Sparse Training keeps models sparse from the start and dynamically swaps connections – saves FLOPs during training itself, not just at inference.
Explanation
Methods like RigL (Evci et al., 2020) and SET (Mocanu et al., 2018) maintain fixed sparsity during training but regularly swap connections: unimportant ones are removed, promising ones added. This saves FLOPs during training itself.
Marketing Relevance
Sparse training promises efficiency not just at inference but also during training – potentially 10x cheaper LLM pre-training if hardware supports sparsity.
Example
RigL trains ResNet-50 at 90% sparsity and achieves 75% top-1 on ImageNet – same accuracy as dense training but with 5x fewer FLOPs during training.
Common Pitfalls
Current GPUs are poorly optimized for sparse training.
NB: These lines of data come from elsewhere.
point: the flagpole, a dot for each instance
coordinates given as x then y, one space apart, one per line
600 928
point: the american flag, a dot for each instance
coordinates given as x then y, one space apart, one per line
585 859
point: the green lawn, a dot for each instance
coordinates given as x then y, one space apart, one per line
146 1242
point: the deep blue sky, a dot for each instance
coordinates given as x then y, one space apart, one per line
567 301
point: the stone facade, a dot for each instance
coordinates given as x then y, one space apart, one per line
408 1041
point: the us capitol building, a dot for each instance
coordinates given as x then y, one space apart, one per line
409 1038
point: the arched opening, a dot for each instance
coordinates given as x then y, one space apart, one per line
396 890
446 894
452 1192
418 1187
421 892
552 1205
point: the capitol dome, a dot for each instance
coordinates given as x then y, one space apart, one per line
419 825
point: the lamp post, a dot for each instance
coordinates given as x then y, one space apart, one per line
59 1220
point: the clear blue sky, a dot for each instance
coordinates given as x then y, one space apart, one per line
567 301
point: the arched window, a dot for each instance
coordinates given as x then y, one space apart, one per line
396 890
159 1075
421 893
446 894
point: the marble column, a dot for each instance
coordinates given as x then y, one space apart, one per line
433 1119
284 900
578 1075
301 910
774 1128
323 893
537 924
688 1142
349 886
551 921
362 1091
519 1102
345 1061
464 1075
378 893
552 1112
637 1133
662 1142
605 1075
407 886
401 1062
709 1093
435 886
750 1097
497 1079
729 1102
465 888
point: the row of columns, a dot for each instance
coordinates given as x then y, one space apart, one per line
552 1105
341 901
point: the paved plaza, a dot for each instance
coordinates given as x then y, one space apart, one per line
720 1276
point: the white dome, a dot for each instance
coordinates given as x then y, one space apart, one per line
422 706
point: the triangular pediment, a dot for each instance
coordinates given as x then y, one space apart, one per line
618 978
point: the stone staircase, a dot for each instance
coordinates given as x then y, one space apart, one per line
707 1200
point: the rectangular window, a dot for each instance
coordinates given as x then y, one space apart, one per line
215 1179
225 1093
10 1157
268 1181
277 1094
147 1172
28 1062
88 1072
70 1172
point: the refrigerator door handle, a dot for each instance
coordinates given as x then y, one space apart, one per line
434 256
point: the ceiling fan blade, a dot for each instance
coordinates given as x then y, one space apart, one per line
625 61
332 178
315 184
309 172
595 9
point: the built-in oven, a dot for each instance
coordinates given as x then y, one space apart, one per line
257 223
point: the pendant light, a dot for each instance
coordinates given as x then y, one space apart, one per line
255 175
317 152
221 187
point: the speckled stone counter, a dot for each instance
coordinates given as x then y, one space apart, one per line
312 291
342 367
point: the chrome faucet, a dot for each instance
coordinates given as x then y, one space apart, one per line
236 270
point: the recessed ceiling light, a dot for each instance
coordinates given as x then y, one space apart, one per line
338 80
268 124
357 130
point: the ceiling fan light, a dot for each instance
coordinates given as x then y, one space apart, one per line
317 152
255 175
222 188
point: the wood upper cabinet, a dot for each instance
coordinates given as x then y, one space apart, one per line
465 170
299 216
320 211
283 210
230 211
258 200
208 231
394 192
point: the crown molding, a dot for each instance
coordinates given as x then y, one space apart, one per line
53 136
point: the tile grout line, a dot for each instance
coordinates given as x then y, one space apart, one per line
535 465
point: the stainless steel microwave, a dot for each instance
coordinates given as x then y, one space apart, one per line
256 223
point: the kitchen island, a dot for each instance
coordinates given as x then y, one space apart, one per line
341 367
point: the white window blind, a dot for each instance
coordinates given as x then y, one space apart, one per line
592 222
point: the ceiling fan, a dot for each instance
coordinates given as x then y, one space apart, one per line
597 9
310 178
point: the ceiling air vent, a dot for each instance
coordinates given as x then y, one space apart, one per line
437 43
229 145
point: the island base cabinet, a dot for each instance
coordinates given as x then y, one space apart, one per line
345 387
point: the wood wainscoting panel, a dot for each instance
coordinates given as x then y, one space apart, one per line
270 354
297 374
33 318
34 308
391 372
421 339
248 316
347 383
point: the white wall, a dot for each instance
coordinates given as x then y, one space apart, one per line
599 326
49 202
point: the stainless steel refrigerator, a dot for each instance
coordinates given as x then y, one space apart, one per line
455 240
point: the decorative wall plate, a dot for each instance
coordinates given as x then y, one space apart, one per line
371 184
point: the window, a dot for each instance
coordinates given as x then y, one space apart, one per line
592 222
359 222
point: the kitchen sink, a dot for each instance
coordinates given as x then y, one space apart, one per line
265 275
Dynamic connection routing creates overhead. Still in early research for transformers/LLMs.
Origin & History
Mocanu et al. introduced SET (Sparse Evolutionary Training) in 2018. Evci et al. (Google, 2020) published RigL, matching dense training at 90% sparsity. NVIDIA researches hardware support with Ampere Sparse Tensor Cores.
Comparisons & Differences
Sparse Training vs. Post-Training Pruning
Post-training pruning removes weights after dense training; Sparse Training keeps the model sparse from the start.
Sparse Training vs. Lottery Ticket Hypothesis
Lottery Ticket finds sparse subnets through iterative prune-retrain; Sparse Training discovers them dynamically during a single training run.